Dari kebijakan ini, dana masuk ke BPJS Kesehatan ditargetkan mencapai Rp 264 miliar sepanjang 2018. Adapun realisasi sampai dengan Oktober sebesar Rp 229,57 miliar. (Baca juga: Jokowi Beri Sinyal untuk Subsidi BPJS Kesehatan)
Kedua, kebijakan penggunaan paling sedikit 50% Dana Bagi Hasil Cukai Hasil Tembakau (DBH CHT) guna mendukung Jaminan Kesehatan Nasional (JKN) secara tidak langsung, seperti kegiatan promotif-preventif dan penyediaan atau perbaikan sarana fasilitas kesehatan. Kebijakan ini seiring pemberlakuan PMK 222 Tahun 2017 tentang Penggunaan DBH-CHT.

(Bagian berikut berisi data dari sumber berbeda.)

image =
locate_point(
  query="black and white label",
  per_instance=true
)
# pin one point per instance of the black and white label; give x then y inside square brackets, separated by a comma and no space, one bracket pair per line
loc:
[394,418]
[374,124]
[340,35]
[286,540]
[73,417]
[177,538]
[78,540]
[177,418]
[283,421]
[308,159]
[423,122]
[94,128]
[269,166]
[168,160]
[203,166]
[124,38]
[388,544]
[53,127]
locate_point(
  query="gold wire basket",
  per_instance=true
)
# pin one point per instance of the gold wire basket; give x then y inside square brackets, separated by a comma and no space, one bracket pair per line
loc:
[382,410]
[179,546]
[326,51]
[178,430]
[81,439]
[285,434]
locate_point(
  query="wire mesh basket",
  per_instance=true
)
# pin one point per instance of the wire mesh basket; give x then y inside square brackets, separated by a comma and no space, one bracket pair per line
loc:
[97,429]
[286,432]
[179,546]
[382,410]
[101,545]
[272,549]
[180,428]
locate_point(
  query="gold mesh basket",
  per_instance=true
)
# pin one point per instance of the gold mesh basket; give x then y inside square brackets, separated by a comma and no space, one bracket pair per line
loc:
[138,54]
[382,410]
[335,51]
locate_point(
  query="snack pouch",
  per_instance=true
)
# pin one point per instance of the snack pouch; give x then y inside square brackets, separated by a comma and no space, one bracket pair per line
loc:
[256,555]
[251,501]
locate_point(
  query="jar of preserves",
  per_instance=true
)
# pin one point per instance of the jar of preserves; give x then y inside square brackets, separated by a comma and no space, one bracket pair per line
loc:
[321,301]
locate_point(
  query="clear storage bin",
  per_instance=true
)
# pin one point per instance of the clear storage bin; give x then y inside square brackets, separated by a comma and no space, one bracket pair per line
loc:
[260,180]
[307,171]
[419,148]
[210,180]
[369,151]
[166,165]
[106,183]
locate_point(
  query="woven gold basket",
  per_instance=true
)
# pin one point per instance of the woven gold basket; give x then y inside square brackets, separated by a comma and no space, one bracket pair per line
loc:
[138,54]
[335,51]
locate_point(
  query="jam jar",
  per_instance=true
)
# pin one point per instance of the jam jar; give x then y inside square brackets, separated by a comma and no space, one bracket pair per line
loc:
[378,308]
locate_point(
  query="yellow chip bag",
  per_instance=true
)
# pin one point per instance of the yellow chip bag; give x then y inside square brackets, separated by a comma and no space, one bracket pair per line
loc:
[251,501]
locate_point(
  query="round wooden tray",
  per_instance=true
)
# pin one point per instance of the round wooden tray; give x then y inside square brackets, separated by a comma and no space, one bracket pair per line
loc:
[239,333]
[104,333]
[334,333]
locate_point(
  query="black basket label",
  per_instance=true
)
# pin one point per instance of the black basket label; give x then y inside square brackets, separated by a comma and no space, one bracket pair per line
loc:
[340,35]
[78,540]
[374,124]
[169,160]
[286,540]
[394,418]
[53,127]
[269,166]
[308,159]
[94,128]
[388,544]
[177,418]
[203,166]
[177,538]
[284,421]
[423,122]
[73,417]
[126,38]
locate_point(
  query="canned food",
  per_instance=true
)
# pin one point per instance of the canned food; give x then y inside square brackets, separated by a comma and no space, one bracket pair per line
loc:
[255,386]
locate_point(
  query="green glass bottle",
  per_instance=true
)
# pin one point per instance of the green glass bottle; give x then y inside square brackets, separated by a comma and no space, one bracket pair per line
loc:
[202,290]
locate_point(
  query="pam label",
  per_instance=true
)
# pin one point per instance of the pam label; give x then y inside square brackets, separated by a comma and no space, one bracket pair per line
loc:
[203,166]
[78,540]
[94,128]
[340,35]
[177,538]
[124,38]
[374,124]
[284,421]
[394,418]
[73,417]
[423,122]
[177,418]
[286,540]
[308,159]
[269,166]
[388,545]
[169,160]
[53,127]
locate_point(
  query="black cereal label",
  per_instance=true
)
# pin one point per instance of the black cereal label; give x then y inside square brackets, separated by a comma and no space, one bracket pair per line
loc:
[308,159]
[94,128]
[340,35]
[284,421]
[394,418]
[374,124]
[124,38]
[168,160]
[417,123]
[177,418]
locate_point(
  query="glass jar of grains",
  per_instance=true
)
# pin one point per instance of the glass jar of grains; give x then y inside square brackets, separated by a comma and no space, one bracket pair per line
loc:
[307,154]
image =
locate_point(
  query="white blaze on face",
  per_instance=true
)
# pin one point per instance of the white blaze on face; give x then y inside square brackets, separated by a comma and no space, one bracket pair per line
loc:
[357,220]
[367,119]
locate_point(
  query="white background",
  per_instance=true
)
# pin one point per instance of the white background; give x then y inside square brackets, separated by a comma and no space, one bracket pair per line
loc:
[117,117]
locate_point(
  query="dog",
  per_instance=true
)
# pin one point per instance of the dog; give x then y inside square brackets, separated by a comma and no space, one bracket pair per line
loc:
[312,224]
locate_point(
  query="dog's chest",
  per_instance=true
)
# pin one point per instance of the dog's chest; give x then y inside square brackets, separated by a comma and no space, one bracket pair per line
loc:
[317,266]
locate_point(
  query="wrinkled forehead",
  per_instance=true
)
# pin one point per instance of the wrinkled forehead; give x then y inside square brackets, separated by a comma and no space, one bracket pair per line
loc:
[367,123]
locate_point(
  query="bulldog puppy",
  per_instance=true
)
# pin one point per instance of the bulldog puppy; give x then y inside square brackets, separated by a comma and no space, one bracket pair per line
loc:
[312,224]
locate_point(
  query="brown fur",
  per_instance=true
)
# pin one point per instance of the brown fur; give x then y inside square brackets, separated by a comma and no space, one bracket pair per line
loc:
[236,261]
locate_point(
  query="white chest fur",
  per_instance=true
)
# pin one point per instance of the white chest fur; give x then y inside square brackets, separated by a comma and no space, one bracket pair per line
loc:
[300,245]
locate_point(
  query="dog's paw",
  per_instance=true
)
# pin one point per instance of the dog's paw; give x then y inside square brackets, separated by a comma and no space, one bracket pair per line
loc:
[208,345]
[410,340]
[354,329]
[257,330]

Penyaluran dana DBH CHT sampai dengan 18 Oktober 2018 mencapai Rp 2,22 triliun kepada 354 Daerah di 18 provinsi, sementara target sampai akhir tahun bertambah Rp 750 miliar. Pemanfaatan dana tersebut diharapkan bisa berkontribusi dalam menekan besarnya nominal klaim.
Ketiga, kebijakan efisiensi dana operasional BPJS. Kebijakan ini seiring berlakunya PMK Nomor 209 Tahun 2017 tentang Dana Operasional BPJS Kesehatan. Kemenkeu memperhitungkan efisiensi bisa mencapai Rp 198 miliar.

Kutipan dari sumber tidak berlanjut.